Pour qui sonne le glas
Si le bateau Merkel est pris dans la tourmente, ses alliés sont plus nombreux que pour accueillir l’Aquarius. La déclaration franco-allemande de Meseberg, où Emmanuel Macron fait profiter la chancelière de sa popularité en Allemagne, est avant tout un échange de bons procédés entre les deux chefs d’État ; le président français offrant son soutien à la politique migratoire de la chancelière pour en retour obtenir un accord non chiffré et très putatif sur le budget de la zone euro que les Allemands ont toujours refusé. De la même manière, devant le refus de Donald Tusk de bien vouloir présider un sommet européen extraordinaire sur la migration, c’est Jean-Claude Juncker, le président de la Commission européenne, qui a proposé à la chancelière de se réunir le 24 juin et de tenter de diriger le frêle esquif européen entre les nombreux récifs que forment les gouvernements extrémistes en Europe, qu’ils soient italiens ou autrichiens.
Si autant soutiennent la chancelière, c’est certainement pour se prémunir de la situation qui pourrait résulter de son retrait. Le SPD et la gauche allemande de manière générale ne seraient pas en mesure aujourd’hui de constituer une coalition, que cela soit dans le cadre d’un gouvernement minoritaire ou dans celui de nouvelles élections. Deuxièmement, une motion de défiance constructive n’aurait de chance d’aboutir qu’à partir du moment où une autre coalition pourrait proposer un autre candidat à la chancellerie. Cela semble improbable car cela suppose que celle ou celui qui pourrait remplacer Angela Merkel bénéficie du soutien de la CDU et de la CSU mais également dans une certaine mesure soit du FDP (libéraux), soit du SPD. Si les conservateurs bavarois décident de continuer le bras de fer avec la chancelière, cela signifiera vraisemblablement à terme de nouvelles élections législatives.

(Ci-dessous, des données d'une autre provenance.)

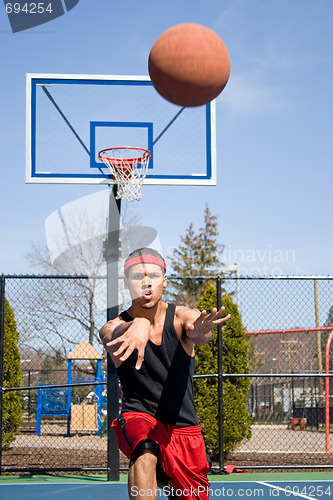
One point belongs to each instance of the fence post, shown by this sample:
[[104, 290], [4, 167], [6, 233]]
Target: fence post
[[2, 345], [220, 375]]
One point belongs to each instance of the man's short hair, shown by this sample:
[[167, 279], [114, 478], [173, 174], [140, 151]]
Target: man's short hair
[[148, 255]]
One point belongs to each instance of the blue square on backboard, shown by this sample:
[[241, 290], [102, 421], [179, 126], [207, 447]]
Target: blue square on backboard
[[145, 129]]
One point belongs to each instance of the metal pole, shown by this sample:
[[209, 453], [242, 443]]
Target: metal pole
[[112, 260], [327, 393], [220, 376], [319, 353], [2, 345]]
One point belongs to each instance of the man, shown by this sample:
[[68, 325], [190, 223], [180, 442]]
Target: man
[[152, 347]]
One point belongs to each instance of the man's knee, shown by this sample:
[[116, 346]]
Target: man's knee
[[147, 460]]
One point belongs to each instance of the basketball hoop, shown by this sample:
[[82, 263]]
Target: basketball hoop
[[129, 169]]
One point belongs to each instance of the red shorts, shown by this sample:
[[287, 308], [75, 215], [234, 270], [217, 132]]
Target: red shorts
[[182, 452]]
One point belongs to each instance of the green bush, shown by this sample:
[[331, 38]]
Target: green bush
[[12, 407], [237, 420]]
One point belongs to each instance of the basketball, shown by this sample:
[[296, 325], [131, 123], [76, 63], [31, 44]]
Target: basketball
[[189, 65]]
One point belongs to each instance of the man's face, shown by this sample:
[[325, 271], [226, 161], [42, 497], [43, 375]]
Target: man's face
[[145, 283]]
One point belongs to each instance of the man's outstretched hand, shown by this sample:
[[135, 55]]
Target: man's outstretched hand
[[200, 329]]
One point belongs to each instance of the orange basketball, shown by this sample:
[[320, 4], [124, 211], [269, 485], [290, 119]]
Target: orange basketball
[[189, 65]]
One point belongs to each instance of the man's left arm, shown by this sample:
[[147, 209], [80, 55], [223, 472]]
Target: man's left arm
[[198, 325]]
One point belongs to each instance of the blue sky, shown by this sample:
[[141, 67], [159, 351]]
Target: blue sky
[[274, 126]]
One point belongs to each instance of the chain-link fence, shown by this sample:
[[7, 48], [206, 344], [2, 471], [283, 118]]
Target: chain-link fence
[[64, 399]]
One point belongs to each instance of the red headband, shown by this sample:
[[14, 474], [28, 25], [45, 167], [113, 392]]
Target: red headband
[[147, 259]]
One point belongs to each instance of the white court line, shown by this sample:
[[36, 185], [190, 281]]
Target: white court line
[[300, 495]]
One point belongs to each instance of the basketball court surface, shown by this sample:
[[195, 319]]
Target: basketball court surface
[[316, 485]]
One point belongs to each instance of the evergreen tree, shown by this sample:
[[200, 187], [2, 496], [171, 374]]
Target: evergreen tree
[[237, 420], [12, 408], [197, 255]]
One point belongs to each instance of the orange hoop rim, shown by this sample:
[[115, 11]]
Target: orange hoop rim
[[146, 154]]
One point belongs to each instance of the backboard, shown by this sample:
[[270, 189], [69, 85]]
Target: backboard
[[70, 118]]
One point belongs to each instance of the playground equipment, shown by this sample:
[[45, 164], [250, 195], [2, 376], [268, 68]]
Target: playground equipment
[[55, 402]]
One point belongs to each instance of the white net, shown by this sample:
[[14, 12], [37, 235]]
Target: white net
[[129, 169]]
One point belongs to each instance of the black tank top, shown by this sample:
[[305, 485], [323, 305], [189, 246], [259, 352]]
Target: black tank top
[[163, 387]]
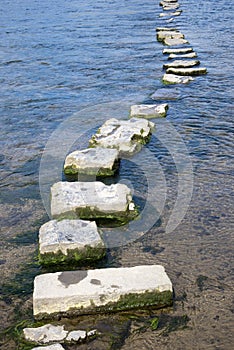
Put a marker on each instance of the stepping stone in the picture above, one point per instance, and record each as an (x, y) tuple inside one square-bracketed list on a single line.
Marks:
[(165, 94), (45, 334), (92, 200), (50, 347), (100, 290), (175, 41), (127, 136), (177, 51), (186, 55), (69, 241), (166, 29), (175, 79), (92, 161), (187, 71), (182, 64), (163, 35), (149, 111), (176, 13)]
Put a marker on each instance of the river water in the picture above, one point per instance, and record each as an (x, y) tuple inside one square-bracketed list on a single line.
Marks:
[(59, 57)]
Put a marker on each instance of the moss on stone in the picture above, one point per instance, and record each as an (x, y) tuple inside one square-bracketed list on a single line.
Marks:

Le sursaut démocratique viendra-t-il dans ce cas de la gauche allemande, unie dans une union large après de nouvelles élections législatives ? Si cela est souhaitable et peut-être concevable au vu des critiques convergentes du Parti de gauche, des écologistes et de certains sociaux-démocrates (par exemple sur le fait que la Bundesbank se voit enrichie de plus de 2,9 milliards d’euros sur la période 2010-2018 sur les intérêts de la dette grecque), faudrait-il encore que celle-ci soit capable, sans pour elle avoir le luxe de gouverner, de faire taire ses désunions et d’envisager un programme commun. C’est là, somme toute, l’équation fondamentale des gauches européennes à l’aube de l’année électorale de 2019 : se résoudre à l’union ou risquer leur totale annihilation du champ politique.